Schumer was not daunted by the fact that Garland’s name does not appear on the list of 25 from which Trump has promised his nominee will come. The absence wasn’t exactly an oversight. Garland is a liberal whom Republicans refused to support when President Obama nominated him.

I would love to have heard Schumer’s arguments in favor of nominating Garland. “Mr. President, this is your chance to do something truly historic, to build bridges, to break the cycle of partisanship that’s tearing the country apart.” Blah, blah, blah.

Does Schumer have anything to gain from insulting Trump’s intelligence? No. But he probably doesn’t have much to lose either.

Speaking of insults to intelligence, have you heard the one about how presidents should fill Supreme Court vacancies with jurists whose judicial philosophy/ideology are roughly akin to that of the Justices they are replacing? That’s become a Democratic talking point since Justice Kennedy announced he was stepping down.

What rubbish. Never in American history has this been the practice. Presidents nominate (or try to) jurists whose judicial philosophy/ideology is roughly akin to their own. That’s how it should be in a democracy (more on this below).

When Justice Scalia, a conservative, stepped down, then president Obama nominated Judge Garland, a liberal to fill the vacancy. He did so knowing, indeed intending, that this would tip the balance of the Court decisively in favor of liberals. So don’t tell me that the current vacancy is a special case because it may tip the Court’s balance decisively in favor of conservatives.

Replacing Kennedy, a centrist who leaned right, with an out-and-out conservative is less dramatic than replacing Scalia with Garland would have been. But it doesn’t matter. In a democracy, presidents should try to swing the Court in a direction favorable to their views.

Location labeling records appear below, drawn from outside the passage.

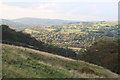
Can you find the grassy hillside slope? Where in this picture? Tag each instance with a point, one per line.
(20, 62)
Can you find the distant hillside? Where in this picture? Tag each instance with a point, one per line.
(13, 24)
(37, 22)
(10, 36)
(20, 62)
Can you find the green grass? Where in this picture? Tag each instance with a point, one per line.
(26, 63)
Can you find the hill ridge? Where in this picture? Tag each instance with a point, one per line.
(62, 61)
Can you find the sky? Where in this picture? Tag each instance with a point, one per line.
(78, 10)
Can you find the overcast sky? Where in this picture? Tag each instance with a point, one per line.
(80, 10)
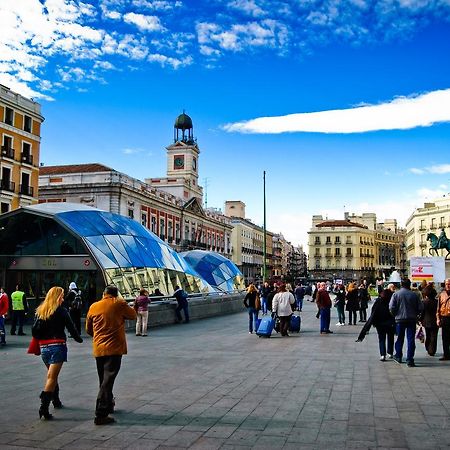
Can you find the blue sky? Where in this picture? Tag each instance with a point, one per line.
(345, 104)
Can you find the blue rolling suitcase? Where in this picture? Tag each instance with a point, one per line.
(294, 326)
(266, 326)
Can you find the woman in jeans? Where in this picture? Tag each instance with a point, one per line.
(281, 305)
(382, 319)
(252, 307)
(141, 307)
(352, 303)
(51, 320)
(428, 318)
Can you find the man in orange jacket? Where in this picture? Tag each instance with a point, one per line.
(105, 322)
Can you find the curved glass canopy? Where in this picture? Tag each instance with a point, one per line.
(217, 270)
(130, 255)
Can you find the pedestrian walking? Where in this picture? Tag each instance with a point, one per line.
(19, 309)
(339, 303)
(105, 322)
(250, 302)
(51, 321)
(299, 296)
(74, 303)
(323, 301)
(141, 307)
(382, 319)
(363, 298)
(443, 319)
(428, 318)
(4, 305)
(265, 291)
(282, 306)
(406, 307)
(352, 305)
(182, 300)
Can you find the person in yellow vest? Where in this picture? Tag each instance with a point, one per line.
(19, 307)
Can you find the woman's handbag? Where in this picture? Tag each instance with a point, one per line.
(420, 335)
(33, 348)
(257, 302)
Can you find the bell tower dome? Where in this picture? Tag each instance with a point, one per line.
(182, 162)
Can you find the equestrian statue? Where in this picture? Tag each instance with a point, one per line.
(439, 242)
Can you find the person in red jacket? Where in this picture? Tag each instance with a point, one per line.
(4, 304)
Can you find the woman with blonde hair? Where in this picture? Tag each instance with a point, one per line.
(51, 320)
(352, 303)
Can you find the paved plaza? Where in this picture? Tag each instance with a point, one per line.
(210, 385)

Speaking of which, a quick word about Poland. The left, both in America and Europe, is up-in-arms about the democratically elected Polish government’s efforts to reform the country’s high court. The Washington Post, for example, is pushing this story hard. And the leftists who run the EU are threatening Poland with retribution.

But the reforms are overdue. The current arrangement was the result of a deal between Solidarity and the Communists. It permits an elite judicial council to pick Supreme Court judges.

Obviously, this served the interests of the Communists, who selected the last judicial council in 1989, and whose influence on it persists. However, it doesn’t serve the interest of democracy. To the contrary, it creates a judicial oligarchy.

I know of no other democratic country where judges have this much control over who sits on the Supreme Court. Even in the “exigent circumstances” of Justice Kennedy’s retirement, I haven’t heard any Democrat suggest that a panel of judges should name his successor.

There’s a common thread, though, running through the judicial wars in American and Poland. In both cases, the left hopes to avoid the consequences of losing elections (in Poland, massively) by making bad arguments about the judiciary.